The five-year partnership will see Royal Mail offer general financial support (a figure has not been disclosed) that will enable The Postal Museum to continue its programme of offering first-hand experiences of what it was like to transport mail underground. Although the Postal Museum is an independent charity it closely linked with the Royal Mail Group, not only through its subject matter, but also as it manages the Royal Mail archive, for which it receives a separate annual payment from the Royal Mail.

The Postal Museum looks after more than 400 years of postal heritage, which includes the archive of Royal Mail Group and Post Office Ltd, which are Designated as being of outstanding national importance by the Arts Council, and are on the UNESCO memory of the World UK Register.

“We are delighted to be supporting Mail Rail at The Postal Museum, an exciting new exhibit and ride,” said Moya Greene, Royal Mail’s Chief Executive Officer, said:  “Over the past 500 years, the delivery of mail has changed beyond recognition, from a small group of King’s Messengers to a national network connecting people, companies and communities across the UK. During this time Royal Mail has been responsible for a number of world firsts.
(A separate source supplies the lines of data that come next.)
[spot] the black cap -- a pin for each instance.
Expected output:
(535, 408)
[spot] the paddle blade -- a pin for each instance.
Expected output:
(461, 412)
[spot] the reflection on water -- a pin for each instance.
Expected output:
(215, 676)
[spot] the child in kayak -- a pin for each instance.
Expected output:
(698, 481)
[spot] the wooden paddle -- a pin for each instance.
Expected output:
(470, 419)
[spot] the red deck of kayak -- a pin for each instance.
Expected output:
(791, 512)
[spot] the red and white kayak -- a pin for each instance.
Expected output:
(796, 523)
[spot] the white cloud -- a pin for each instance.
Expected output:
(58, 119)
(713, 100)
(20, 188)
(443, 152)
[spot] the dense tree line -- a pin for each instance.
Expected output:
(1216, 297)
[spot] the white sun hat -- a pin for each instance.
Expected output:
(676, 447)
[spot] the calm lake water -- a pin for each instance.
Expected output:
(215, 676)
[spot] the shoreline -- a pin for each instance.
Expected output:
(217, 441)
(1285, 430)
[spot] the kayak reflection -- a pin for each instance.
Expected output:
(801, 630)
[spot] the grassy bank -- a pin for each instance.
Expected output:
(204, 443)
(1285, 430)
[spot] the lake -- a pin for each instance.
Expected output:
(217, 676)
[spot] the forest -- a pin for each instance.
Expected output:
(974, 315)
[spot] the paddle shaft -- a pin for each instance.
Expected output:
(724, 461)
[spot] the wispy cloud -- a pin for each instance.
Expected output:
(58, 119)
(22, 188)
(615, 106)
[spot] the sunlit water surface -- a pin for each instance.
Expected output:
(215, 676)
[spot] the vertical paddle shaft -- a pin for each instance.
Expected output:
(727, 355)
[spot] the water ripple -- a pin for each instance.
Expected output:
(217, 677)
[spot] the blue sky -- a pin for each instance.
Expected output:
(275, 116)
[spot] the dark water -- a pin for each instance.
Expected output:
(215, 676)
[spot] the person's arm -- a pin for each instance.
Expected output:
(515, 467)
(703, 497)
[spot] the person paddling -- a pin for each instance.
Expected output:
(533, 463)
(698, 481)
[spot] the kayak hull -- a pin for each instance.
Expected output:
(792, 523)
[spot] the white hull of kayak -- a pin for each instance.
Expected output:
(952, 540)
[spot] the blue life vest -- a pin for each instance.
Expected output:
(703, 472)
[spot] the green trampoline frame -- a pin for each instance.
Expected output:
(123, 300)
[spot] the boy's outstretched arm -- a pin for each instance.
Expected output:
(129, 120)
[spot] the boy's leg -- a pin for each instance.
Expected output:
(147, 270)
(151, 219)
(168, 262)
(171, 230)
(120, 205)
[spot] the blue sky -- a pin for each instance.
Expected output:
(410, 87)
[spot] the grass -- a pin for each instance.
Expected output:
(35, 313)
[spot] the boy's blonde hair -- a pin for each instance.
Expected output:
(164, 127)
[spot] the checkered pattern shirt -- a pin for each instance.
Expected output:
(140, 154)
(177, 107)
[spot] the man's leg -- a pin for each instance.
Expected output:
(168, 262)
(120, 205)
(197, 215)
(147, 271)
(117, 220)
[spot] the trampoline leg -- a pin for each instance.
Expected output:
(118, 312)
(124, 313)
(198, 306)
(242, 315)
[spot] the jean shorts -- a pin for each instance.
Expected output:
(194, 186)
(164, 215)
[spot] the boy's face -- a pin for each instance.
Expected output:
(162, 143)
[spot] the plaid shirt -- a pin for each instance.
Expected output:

Transporting mail underground is definitely one of them. We are excited for people to experience this forgotten gem in mail delivery.”

The Royal Mail had the idea of transporting mail underground in the 1800s and launched a pneumatic system in 1863 that saw rail cars sucked or blown through a tunnel. The idea was revised in the early 20th century to improve the efficiency of mail delivery in London as the capital’s streets became increasingly congested and polluted. The expanded underground mail rail, which ran from Paddington District Sorting Office in the west to the Eastern District Sorting Office at Whitechapel, opened in late 1927 and used electrically powered driverless trains.

The Mail Rail will showcase this history and be a grand finale to the museum visit, which will begin by take visitors on a journey through five-centuries of curiosities, providing a different, previously unseen view on some of the world’s most significant historical events, and an insight into the quirky beginnings of the earliest social network.

Visitors will then descend into the old engineering depot of Mail Rail and board a miniature train designed to transport them through its narrow tunnels. The interactive train ride will pass through and stop at the original Mount Pleasant station platforms, where an audio visual display will take riders back in time, giving an insight into the heyday of the railway.

Adrian Steel, Director of The Postal Museum, said: “Mail Rail was an unprecedented engineering marvel in its time, and is testament to the innovation and dedication of Royal Mail throughout its 500 years to ever speed up communication. Royal Mail is a very fitting sponsor and we look forward to working together to bring this amazing piece of history to life and making Mail Rail at The Postal Museum a major, successful attraction.”

The £22m Postal Museum is supported by National Lottery players through the HLF, Royal Mail and Post Office Limited.